Onde as memórias voltaram com dolorosa intensidade. Pisei no acelerador,
tentando deixá-las para trás.
Atravessei Burlington, Greensboro e Winston-Salem. Fiz uma única parada
para abastecer no inicio do dia, quando comprei uma garrafa de água. Segui
direto, só bebericando água, sem estomago para pensar em comer. Deixei a nossa
fotografia no assento do carona, e vez ou outra tentava evocar o menino da
foto. Por fim, fiz a conversão para o norte, seguindo pela estradinha que corta
as montanhas de picos azuis ao sul e ao norte, suaves ondulações na crosta terrestre.

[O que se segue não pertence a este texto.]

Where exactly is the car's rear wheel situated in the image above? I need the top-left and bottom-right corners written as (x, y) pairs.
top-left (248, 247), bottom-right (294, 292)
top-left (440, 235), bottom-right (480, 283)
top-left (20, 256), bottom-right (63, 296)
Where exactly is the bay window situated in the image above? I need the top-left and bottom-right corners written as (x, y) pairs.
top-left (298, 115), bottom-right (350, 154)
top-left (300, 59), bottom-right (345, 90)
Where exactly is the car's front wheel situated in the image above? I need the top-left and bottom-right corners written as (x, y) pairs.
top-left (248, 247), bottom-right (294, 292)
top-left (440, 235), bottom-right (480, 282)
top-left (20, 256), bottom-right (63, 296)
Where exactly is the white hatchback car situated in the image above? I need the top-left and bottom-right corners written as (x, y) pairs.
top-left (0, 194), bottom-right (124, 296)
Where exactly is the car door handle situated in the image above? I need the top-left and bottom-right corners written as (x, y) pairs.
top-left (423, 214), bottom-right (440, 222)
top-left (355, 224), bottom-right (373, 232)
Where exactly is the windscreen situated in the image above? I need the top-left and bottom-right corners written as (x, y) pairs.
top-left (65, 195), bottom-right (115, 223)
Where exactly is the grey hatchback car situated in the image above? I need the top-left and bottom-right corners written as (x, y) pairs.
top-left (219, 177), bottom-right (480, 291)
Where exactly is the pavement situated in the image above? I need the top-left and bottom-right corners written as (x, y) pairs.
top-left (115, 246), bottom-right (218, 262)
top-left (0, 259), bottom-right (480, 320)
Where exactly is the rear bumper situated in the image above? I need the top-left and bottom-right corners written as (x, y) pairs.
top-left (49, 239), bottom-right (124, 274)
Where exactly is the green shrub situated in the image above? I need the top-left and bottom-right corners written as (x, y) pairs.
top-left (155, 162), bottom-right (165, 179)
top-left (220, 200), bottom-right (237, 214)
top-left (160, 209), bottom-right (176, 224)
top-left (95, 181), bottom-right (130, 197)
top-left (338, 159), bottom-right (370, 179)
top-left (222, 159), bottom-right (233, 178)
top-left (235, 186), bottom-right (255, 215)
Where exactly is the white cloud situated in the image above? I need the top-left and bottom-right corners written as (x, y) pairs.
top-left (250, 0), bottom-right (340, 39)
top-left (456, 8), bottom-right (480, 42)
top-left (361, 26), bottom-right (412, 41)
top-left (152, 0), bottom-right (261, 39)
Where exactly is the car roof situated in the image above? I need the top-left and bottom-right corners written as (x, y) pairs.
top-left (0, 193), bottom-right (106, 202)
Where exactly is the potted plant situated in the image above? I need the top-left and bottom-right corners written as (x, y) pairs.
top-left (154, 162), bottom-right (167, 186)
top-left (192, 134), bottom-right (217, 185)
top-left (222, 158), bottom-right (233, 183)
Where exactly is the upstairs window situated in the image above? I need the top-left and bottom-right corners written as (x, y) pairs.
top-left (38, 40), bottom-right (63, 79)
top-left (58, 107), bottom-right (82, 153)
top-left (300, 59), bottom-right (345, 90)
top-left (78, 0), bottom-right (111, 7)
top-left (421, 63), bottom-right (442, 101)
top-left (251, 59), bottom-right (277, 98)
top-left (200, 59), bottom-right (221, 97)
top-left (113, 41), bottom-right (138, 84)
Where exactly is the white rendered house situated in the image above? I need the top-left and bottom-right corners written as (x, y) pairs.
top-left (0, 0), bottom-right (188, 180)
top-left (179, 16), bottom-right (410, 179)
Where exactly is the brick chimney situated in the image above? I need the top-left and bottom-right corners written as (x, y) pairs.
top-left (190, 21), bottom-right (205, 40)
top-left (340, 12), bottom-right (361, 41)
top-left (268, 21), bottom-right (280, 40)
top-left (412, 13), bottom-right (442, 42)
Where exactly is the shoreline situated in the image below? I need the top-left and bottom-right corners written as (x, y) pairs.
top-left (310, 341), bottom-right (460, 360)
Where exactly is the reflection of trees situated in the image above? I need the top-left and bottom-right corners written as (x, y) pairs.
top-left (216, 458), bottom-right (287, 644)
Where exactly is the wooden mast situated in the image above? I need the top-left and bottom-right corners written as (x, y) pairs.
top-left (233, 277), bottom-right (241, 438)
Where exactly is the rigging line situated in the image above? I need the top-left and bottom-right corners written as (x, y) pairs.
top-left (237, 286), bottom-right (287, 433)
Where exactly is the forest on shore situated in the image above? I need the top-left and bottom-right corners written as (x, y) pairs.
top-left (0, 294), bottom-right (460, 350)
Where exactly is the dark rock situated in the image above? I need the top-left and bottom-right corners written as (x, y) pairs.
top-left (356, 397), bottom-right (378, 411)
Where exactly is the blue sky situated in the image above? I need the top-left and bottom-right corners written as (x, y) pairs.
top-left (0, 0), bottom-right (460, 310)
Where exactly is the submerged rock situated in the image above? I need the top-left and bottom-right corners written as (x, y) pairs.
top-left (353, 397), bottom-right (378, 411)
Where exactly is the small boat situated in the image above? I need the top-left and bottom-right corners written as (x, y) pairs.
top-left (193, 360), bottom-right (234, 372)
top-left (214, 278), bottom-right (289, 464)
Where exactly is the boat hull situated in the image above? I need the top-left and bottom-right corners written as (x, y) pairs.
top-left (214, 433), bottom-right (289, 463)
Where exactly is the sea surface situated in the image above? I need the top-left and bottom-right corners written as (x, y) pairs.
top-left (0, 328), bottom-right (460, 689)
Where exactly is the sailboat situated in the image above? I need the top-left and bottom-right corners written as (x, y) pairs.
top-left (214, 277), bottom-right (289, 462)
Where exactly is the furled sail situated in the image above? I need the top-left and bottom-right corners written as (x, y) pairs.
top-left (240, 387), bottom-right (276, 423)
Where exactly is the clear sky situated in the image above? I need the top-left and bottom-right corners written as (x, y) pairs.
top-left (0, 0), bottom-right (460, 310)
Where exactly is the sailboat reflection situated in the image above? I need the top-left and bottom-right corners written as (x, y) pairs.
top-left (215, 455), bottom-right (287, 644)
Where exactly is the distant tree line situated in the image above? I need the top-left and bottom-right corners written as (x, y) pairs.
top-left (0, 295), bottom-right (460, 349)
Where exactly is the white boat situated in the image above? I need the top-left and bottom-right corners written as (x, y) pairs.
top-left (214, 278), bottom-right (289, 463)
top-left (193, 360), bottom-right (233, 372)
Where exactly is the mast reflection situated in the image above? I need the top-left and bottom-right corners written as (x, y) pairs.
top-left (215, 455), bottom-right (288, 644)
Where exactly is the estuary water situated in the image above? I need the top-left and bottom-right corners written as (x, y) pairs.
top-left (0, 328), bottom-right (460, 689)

Já era fim de tarde quando estacionei o carro e me registrei em um
velho motel de beira de estrada. Meu corpo estava rígido e, após alongar alguns
minutos, tomei banho e fiz a barba. Coloquei jeans limpos e uma camiseta.
Cogitei pegar algo para comer, porem ainda estava sem fome. Com o sol baixo, o
ar não tinha o mormaço úmido do litoral, e senti o cheiro das coníferas
descendo das montanhas. Foi ali que Savannah nasceu, e de algum modo eu sabia
que ela ainda estava lá.
Embora pudesse ter ido à casa dos pais dela perguntar, descartei a
idéia, sem saber como eles reagiram à minha presença. Decidi dirigir pelas ruas
de Lenoir, passando pelo distrito comercial onde havia uma variada coleção de
restaurantes fast-food, mas só desacelerei quando cheguei à parte menos
genérica da cidade. Nessa área Lenoir parecia não ter mudado nada-turistas e recém-chegados
eram bem vindos em visita, mas nunca seriam considerados gente do lugar.
Estacionei em um velho salão de bilhar que me fez lembrar os lugares que
freqüentava na juventude. Luminosos de neon faziam publicidade da cerveja nas
janelas, e o estacionamento estava cheio. Era em um local como aquele que
encontraria a resposta de que precisava.
Entrei, Hank Willians tocava na jukebox, e rolos de fumaça de
cigarro pairavam no ar. Quatro mesas de sinuca estavam agrupadas: todos os
jogadores usavam bonés de baseball, e dois evidentemente tinham tabaco de
mascar acumulado nas bochechas. Peixes gigantes empalhados decoravam as
paredes, ao lado de memorabilia da NASCAR. Havia fotos tiradas em Talladega,
Martinsville, North Wilkesboro e Rockinghan. Embora a minha opinião sobre o
esporte não tivesse mudado, tal visão me deixou estranhamente à-vontade. No
canto do bar, abaixo do rosto sorridente do falecido Dale Earnhardt,
havia uma jarra cheia de dinheiro, pedindo doações para ajudar uma vítima local
do câncer. Sentindo um inesperado arroubo de simpatia, contribuí com alguns
dólares.
Sentei no bar e puxei conversa com o
barman. Ele tinha mais ou menos minha idade e seu sotaque da montanha me
lembrou Savannah. Depois de vinte minutos de conversa fiada, tirei a foto da
Savannah da carteira e expliquei que era amigo da família. Citei os nomes dos
pais dela e fiz perguntas demonstrando que eu estivera lá antes.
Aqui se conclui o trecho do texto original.